Truthfully, most of us genuinely have no idea how to act/react when we encounter someone grieving a significant loss. We wish we knew what to say to help that person heal. The situation is uncomfortable, and it can feel impossible to know what to say or how we can help. Although we’ve heard that everyone grieves in his/her own way, it is still challenging to accept another person’s method of grieving — especially if it is different than our own. When you add cultural miscommunication into the mix, the situation becomes even more complicated.
The famous five stages of grief model (as postulated by Elisabeth Kubler-Ross):
- Denial: Denial is generally the very first stage of the grieving process. It is a common defense mechanism and is there to help manage the initial shock of the loss. It allows us to numb our feelings, temporarily, so we can rationalize our experience and emotions and continue to focus on what needs to be done. Eventually the numbness goes away and allows the healing process to begin
- Bargaining: We start with our struggle of surviving the loss and try to make sense of what happened. It is not uncommon to feel numb or to pretend like this is a bad dream that we just need to snap out of.
- Anger: As the truth of our loss sets in, we move to feelings of anger and in some ways, I would say questioning all that’s around us. Contrary to popular belief, anger is not a negative emotion. It is an emotion that sometimes provides the necessary fuel to move us forward. In this case, the fuel to move past the need we may have had for our loss. Once the frustration settles down, we find ourselves reaching for the higher power more and wondering whether we have anything to offer or trade for a little longer with our loved ones. Guilt can also fall into this category as we try to regain control of our part in this tragedy.

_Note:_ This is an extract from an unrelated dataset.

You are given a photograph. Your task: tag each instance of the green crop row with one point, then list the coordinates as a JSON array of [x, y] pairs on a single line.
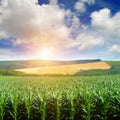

- Depression: Once we realize that we are somewhat helpless and have no control over the separation, depression sets in. Depression can be and may start as situational. It may feel like it will last forever, and unfortunately, for some, it may. Not knowing how to feel or how to express ourselves is natural at this stage. It is normal to struggle in connecting with others, and this can be frustrating for all involved — but we can learn to cope with this.
- Acceptance: As we learn to move forward, we reach acceptance, which is the final stage of the grieving process. Acceptance does not mean that we will stop missing our loved ones. Acceptance only means that we understand where we are and that we must move forward with other loved ones in our lives.
It is important to note that grief is not a linear process. The five stages can occur in any order, we can bounce back and forth between stages, and all five may not manifest in each experience.
Since we all follow this basic model, why do we need to talk about the cultural impact on how we grieve? Think back to a funeral in your family…close your eyes and recall the details. There are so many different individuals involved there. Within our families, we have the nurturer making sure that everyone is fed and has enough tissues for their tears; there is the decision maker who understands that everything must be done quickly and efficiently – just to name a couple, I think you get the idea. Even though the basic roles are the same across the globe, the reason for highlighting a certain expected behavior can leave us feeling alienated.
What happens when the loss is suffered by two different cultures, and the expectation of grief actually interferes with one’s grieving process? The obvious example would be individuals who grew up in different countries coming together to mourn someone, or even if all the individuals are from the same country then there are generational cultures that impact everyone differently. If a culture views tears as signs of weakness or perhaps expects one gender to be “strong and composed” while the other as “fragile and dramatic”, limits one’s process of grieving openly and honestly. A clear indication of judgment against someone leaves that person feeling more alienated and confused between accepting his/her own experience with grief or accept the responsibility society has placed on them due to the expectation.
As difficult as it may be, this is the time to allow space and clear communication for healing. This is the time for compassion and empathy – even if you do not agree with one’s way of expressing their loss – as well as, and especially for yourself. For some, counseling has provided an open and accepting place to process roller coaster of emotions from a sense of loss. As close as we may be to our family and friends, sometimes it is extremely difficult to process our feelings as our loved ones are also working through their struggle with their loss. Counseling allows one to express him/herself in an environment that promotes healing and with someone who can remain your anchor while helping you navigate this difficult process. Counseling allows you to understand and validate your feelings as no one else can experience your emotions in the same way.